There was also a redhead duck, a killdeer, a spotted sandpiper, a pied-billed grebe, three eared grebes, and a great blue heron, among several others, but they all kept too far away for my camera. Instead, I’ll leave you with this picture of a painted lady butterfly.

DSCF2798

Sedona Report, Part 1

It’s a rainy morning in Estabrook Park, but I spent the weekend in Sedona, AZ, with a group of high school buddies, and we sprung for a guided birding tour, which was excellent, so here are some pictures from that.
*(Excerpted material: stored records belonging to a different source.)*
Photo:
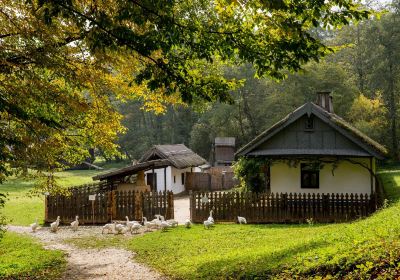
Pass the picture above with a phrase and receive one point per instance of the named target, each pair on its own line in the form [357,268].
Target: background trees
[363,75]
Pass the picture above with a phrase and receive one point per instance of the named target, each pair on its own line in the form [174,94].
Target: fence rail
[196,181]
[107,205]
[280,207]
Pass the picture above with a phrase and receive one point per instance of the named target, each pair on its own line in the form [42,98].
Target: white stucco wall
[346,178]
[175,187]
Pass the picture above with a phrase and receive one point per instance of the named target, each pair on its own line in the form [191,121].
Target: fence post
[171,204]
[46,209]
[191,205]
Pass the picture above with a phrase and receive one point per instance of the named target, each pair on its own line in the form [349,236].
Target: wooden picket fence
[107,205]
[280,207]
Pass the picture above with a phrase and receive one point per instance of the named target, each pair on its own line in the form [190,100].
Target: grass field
[358,250]
[22,209]
[21,257]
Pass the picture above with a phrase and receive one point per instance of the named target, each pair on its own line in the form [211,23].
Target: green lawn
[359,249]
[21,257]
[22,209]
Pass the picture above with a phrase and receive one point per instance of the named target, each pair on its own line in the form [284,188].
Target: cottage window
[309,125]
[309,176]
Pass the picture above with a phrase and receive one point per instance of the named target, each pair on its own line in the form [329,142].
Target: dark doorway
[152,181]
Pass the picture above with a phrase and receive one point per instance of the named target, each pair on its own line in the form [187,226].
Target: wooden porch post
[371,175]
[153,181]
[165,179]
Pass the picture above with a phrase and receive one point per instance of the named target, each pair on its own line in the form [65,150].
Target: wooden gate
[107,206]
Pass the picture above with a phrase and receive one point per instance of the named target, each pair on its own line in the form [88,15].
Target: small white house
[172,178]
[313,150]
[162,168]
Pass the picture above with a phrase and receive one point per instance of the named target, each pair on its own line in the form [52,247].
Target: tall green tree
[64,62]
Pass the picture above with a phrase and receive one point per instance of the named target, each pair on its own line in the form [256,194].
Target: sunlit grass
[21,208]
[21,257]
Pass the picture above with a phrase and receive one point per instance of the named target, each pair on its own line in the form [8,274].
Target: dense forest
[362,73]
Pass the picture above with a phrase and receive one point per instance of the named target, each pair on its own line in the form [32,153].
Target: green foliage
[251,172]
[23,206]
[334,251]
[174,43]
[21,257]
[368,115]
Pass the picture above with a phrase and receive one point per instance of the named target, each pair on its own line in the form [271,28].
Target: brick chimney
[324,100]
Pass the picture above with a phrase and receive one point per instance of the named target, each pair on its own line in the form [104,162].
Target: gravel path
[109,263]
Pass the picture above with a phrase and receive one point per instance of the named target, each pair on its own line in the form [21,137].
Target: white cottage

We started on foot right from our Airbnb and headed up the side of nearby Sugarloaf Mountain. There were a lot of birds around, and here’s a male phainopepla (Phainopepla nitens), a silky flycatcher.

DSCF2658

Here’s a female phainopepla, and you may recall that we also saw these in Big Bend National Park back in January.

DSCF2703

A completely new bird for me, however, is this darling little verdin (Auriparus flaviceps), described as “one of the smallest passerines in North America.”

DSCF2672

I also saw my first canyon towhee (Melozone fusca). They are not the most colorful bird, but they do show a “warm rufous patch under the tail.

DSCF2676

Despite the name, this female or immature lazuli bunting (Passerina amoena) was leaving the flashy plumage to the breeding males, of which I failed to spot an example.

DSCF2695

The Woodhouse’s scrub jays (Aphelocoma woodhouseii), on the other hand, had color to spare, and here’s one fishing a pine nut out of a cone. Our guide, Tim, explained that they hide these nuts in caches.

DSCF2684

They are said to devote a lot of time and energy to preventing other birds from finding their caches and searching out and stealing food from the caches of other birds.

DSCF2685

Further, I read that “recent research has suggested that Woodhouse’s scrub jays, along with several other corvids, are among the most intelligent of animals. The brain-to-body mass ratio of adult scrub jays rivals that of chimpanzees and cetaceans.” Fun, eh?

DSCF2742

Anyway, the pine nuts also attracted the attention of this juniper titmouse (Baeolophus ridgwayi).

DSCF2701

There were several hummingbirds around, and here’s a female/immature male black-chinned hummingbird (Archilochus alexandri). It looks a lot like a female ruby-throated, which we see in Estabrook, but I read that “ruby-throated hummingbirds have a longer tail that extends beyond the wings,” and in another picture of this same bird, I can clearly see the short tail.

DSCF2721

Here also is my very first female/immature male Anna’s hummingbird (Calypte anna). I was surprised to learn, when Tim pointed out the behavior, that hummingbirds are insectivores and we often watched them fly off a perch, catch an insect in midair, and return to the perch, just as flycatchers do. I haven’t seen that behavior in Estabrook, yet, but I’ll be keeping my eyes peeled for it now.

DSCF2733

Finally, we often heard them, and their image or silhouette appears in signage all over town, but it took me a while to get a good look at a Gambel’s quail (Callipepla gambelii). This dashing figure happens to be a male.